I simply can't say, and it's pointless to try. What makes the exercise pointless is also what makes it so scary: You don't ever get to pick.
It's hard to know what to do with this information. I am trying to keep it in perspective by reminding myself that I was actually at greater risk while I was pregnant with Charlie. After all, the same conditions applied then; we just didn't know about them. And because we didn't know about them, we couldn't treat them. We didn't know we should be on alert. I didn't think a stomach ache could be such a big goddamn deal.
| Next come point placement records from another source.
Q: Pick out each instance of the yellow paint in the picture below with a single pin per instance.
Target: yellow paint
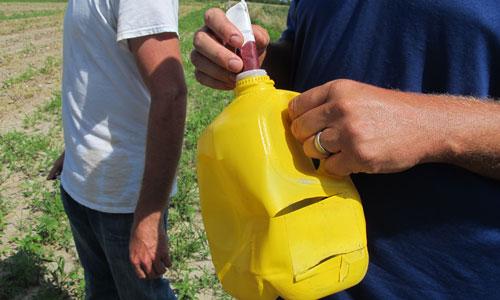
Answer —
(275, 225)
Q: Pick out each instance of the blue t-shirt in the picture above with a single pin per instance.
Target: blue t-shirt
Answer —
(433, 230)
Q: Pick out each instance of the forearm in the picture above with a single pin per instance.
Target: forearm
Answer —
(277, 63)
(470, 132)
(163, 150)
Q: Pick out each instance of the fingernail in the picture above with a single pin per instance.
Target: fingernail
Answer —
(235, 40)
(235, 65)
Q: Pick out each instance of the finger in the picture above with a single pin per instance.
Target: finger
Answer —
(339, 165)
(149, 270)
(309, 123)
(207, 67)
(52, 175)
(217, 21)
(207, 45)
(307, 101)
(158, 267)
(328, 140)
(262, 38)
(138, 270)
(211, 82)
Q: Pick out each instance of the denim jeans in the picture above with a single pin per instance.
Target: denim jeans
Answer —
(102, 242)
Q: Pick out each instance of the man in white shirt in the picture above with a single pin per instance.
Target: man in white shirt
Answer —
(124, 106)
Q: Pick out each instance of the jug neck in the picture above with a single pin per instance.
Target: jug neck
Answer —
(251, 81)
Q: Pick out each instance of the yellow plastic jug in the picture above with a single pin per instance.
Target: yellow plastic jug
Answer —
(275, 225)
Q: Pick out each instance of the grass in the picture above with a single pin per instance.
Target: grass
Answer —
(38, 255)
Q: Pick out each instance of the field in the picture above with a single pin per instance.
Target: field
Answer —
(37, 256)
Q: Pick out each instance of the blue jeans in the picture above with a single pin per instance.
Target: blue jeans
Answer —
(102, 242)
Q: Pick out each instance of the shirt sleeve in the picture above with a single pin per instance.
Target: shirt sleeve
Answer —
(146, 17)
(289, 33)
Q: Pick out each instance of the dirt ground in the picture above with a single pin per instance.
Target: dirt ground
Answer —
(25, 44)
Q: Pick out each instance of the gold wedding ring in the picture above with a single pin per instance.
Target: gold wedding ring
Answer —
(318, 146)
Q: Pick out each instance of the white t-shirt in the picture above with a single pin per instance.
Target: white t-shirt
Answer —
(105, 102)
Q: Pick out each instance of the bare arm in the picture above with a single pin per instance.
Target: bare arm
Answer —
(217, 65)
(159, 61)
(375, 130)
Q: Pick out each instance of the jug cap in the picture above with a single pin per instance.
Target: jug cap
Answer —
(256, 72)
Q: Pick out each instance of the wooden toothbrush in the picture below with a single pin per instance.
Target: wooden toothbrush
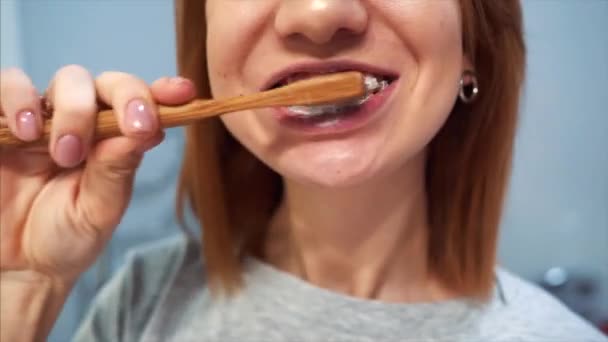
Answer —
(318, 90)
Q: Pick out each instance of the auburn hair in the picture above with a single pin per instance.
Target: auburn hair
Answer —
(234, 195)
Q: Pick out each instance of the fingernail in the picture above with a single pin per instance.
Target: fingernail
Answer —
(139, 117)
(27, 126)
(177, 80)
(68, 151)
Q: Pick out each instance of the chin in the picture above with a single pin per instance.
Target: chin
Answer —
(338, 164)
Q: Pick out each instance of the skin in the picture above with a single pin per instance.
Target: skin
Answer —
(353, 218)
(353, 215)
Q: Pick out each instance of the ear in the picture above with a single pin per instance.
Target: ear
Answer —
(466, 63)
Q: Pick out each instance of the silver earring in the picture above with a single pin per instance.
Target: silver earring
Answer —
(469, 88)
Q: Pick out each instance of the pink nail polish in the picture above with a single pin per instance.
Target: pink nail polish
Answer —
(68, 151)
(27, 126)
(178, 80)
(139, 117)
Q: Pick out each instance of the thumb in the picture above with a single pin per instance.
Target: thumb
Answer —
(107, 180)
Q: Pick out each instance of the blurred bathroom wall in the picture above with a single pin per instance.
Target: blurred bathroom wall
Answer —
(557, 211)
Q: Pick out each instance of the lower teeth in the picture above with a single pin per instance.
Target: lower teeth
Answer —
(332, 109)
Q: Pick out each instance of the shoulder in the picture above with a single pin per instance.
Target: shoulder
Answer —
(124, 306)
(527, 312)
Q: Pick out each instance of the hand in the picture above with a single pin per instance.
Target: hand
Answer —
(60, 203)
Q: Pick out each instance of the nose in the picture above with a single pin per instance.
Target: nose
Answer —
(320, 20)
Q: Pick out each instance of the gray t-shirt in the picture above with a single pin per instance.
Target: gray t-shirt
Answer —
(161, 295)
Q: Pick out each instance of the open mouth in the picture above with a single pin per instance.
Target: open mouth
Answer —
(374, 83)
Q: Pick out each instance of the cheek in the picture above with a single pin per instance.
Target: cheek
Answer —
(233, 31)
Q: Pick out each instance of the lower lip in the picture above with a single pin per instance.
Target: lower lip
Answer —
(350, 121)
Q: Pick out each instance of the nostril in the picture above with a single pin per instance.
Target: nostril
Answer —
(321, 21)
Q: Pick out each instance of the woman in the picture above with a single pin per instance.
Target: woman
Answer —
(375, 222)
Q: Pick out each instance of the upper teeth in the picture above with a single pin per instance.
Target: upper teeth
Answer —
(373, 84)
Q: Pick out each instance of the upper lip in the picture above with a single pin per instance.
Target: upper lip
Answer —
(326, 67)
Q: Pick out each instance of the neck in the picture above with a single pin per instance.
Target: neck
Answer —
(368, 241)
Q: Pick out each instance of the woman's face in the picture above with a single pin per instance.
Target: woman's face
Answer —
(414, 47)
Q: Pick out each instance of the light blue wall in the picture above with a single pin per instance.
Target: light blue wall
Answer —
(557, 211)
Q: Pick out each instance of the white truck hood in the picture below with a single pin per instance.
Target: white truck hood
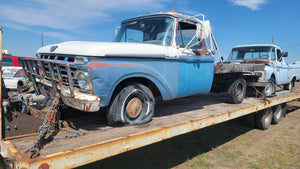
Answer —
(101, 49)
Now that we know and can treat the problem, my odds of having a successful pregnancy are much greater. It is true that I'm at risk again for severe pre-eclampsia, but it's also true that if it develops in subsequent pregnancies, it tends to happen later, although this is not a hard and fast rule. It's true that I will probably have gestational diabetes again, but I've been advised to get my blood sugar stable before even trying to conceive, so that will be taken in hand. About possible placental implantation problems, we can do nothing — I'll be far too busy counting every last grain of brown rice to devote any energy to moving that messy old thing.
We're better equipped now to deal with the consequences, and therefore more likely to have a good outcome — in fact, a better outcome, a later birth, a healthier mother and child.
20%. Sure, I'm scared now. I should have been then, too. I just didn't know it yet.